I got an update from Exigen Services recently on their OpenL Tablets business rules product. Exigen Services is a global IT company focused on core systems transformations and management consulting.
I got an update from Exigen Services recently on their OpenL Tablets business rules product. Exigen Services is a global IT company focused on core systems transformations and management consulting. They have 10 delivery centers around the world and about 1,500 professionals. They work in most industries with a focus on insurance, financial services, pharma, telecom and media. Almost all their insurance customers use their OpenL Tablets business rules management system. Sample use cases for OpenL Tablets include such classic business rules solution areas as eligibility and premium calculation, loan scoring and fraud detection, message routing etc. The Exigen companies ecosystem also contains companies like Exigen Insurance Solutions that use OpenL Tablets as part of their solutions for insurance.
OpenL Tablets is an open source business rules management system that Exigen has been developing since 2004. It has the usual components – a rule engine, rule repository, web-based rule editing and management environment and a web services deployment front end. They also have a constraint engine (Constrainer) and a mapping framework (Mapper) for integration. The focus of OpenL Tablets is on allowing business analysts to create and manage business rules independently from a technical team. As such they support both web editing and an Excel format.
A variety of rule tables are supported – rule sheets, lookup tables, cross-reference decision tables and tables designed to represent decision trees (though these are a little awkward obviously as they are in a table). Documentation and more advanced formulae can be embedded in these tables using business expressions (however, Java 5 syntax can be also used by default). Human-readable versions of data elements defined in the domain model and any vocabulary are used in the rules for clarity. The overall flow of a decision is sequential and managed by tables themselves using nested calls to other tables. Algorithm tables can include loops and other programming constructs and other tables are used to manage the domain model as well as to define a vocabulary (allowed values for instance) and test data.
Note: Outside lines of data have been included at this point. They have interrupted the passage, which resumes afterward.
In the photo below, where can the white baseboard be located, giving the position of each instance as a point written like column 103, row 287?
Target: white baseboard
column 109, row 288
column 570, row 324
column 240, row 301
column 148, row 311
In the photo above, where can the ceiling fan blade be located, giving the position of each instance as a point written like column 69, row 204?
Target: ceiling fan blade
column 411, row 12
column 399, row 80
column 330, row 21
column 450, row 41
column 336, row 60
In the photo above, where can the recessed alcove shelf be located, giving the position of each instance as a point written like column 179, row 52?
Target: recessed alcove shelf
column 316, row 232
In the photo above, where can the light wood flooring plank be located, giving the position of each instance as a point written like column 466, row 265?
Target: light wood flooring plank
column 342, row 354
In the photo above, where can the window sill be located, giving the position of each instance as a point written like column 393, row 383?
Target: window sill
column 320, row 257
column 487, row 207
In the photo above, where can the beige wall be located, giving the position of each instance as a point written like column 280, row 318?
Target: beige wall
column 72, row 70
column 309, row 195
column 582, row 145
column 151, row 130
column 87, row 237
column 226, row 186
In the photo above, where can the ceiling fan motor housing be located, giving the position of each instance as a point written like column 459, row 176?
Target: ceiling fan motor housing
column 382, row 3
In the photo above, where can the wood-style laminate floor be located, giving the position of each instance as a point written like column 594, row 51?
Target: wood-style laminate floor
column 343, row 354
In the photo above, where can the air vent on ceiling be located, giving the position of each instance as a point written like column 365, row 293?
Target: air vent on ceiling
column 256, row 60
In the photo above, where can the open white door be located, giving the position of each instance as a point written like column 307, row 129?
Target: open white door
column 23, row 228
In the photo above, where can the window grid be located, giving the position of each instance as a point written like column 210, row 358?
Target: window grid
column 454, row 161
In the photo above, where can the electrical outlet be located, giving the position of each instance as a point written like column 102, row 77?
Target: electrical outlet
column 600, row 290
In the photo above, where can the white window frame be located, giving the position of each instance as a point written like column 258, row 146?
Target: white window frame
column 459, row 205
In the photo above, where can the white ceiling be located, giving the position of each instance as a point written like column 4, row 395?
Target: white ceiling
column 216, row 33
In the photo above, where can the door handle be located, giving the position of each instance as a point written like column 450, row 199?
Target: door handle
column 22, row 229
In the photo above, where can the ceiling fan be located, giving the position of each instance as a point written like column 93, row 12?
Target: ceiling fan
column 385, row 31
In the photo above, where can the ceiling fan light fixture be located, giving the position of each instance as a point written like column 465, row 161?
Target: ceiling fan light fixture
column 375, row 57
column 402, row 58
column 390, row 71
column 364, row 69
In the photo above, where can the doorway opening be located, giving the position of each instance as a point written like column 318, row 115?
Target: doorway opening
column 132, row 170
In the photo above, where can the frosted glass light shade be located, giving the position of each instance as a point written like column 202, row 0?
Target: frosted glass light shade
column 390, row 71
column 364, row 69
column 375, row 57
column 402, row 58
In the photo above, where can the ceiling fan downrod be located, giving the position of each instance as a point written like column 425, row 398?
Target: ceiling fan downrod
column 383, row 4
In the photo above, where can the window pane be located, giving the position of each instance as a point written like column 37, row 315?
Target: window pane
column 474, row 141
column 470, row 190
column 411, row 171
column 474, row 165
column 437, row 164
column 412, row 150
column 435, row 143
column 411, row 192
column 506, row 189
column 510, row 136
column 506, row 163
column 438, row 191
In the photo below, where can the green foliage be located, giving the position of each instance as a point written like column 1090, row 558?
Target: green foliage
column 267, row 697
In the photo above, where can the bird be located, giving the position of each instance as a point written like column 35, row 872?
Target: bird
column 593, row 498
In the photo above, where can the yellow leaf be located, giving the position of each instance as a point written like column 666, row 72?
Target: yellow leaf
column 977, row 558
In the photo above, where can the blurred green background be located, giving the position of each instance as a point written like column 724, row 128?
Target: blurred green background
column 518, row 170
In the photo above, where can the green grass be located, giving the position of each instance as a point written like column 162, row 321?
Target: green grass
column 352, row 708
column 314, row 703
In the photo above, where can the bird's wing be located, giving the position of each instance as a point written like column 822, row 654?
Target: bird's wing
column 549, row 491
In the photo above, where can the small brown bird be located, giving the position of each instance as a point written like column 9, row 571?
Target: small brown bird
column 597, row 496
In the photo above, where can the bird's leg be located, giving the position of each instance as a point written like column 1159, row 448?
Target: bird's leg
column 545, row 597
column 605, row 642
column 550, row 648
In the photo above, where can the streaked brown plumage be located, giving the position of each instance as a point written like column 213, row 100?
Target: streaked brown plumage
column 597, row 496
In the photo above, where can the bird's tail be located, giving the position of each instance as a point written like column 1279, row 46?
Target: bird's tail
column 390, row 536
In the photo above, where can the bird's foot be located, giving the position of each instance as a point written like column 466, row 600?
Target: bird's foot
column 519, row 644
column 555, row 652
Rules are loaded up into the web environment from Excel – most customers will do initial rules development in Excel, then do a mix of online and Excel-based editing. Once in the web-based environment rules can be tested using test data, edited in the web environment or re-opened in Excel. Changes to the rules in the web editor are made directly to the Excel files and the file can be opened again to show all the changes as well as original documentation, layout etc.
Tables in the web editor can be set up to prevent overlaps or gaps in conditions and properties. Test cases can be defined and run online and test results are displayed showing which tests passed or failed. The decision tables involved can be accessed directly from the test results and each test can be traced using the logging features. Similarly compile or data errors are displayed inline and can be used to navigate directly to the table with an error. The web-based environment supports undo/revert, access to versioning/source code control, check-in/check-out, visualization of changes made, effective dates etc. The online environment supports deep linking to a specific table and the web editor can be embedded in other environments as a separate component.
Logging of rules fired is supported and changes can be applied to a running system. Deployment can be to a company’s own servers or to Exigen SaaS servers as REST or other services.
Future features include internationalization, database lookup for vocabulary and values, ACL security for access control and improvement in rule execution logs (specifically better access to them, replay and more details) plus support for Google Spreadsheets and Excel Live365.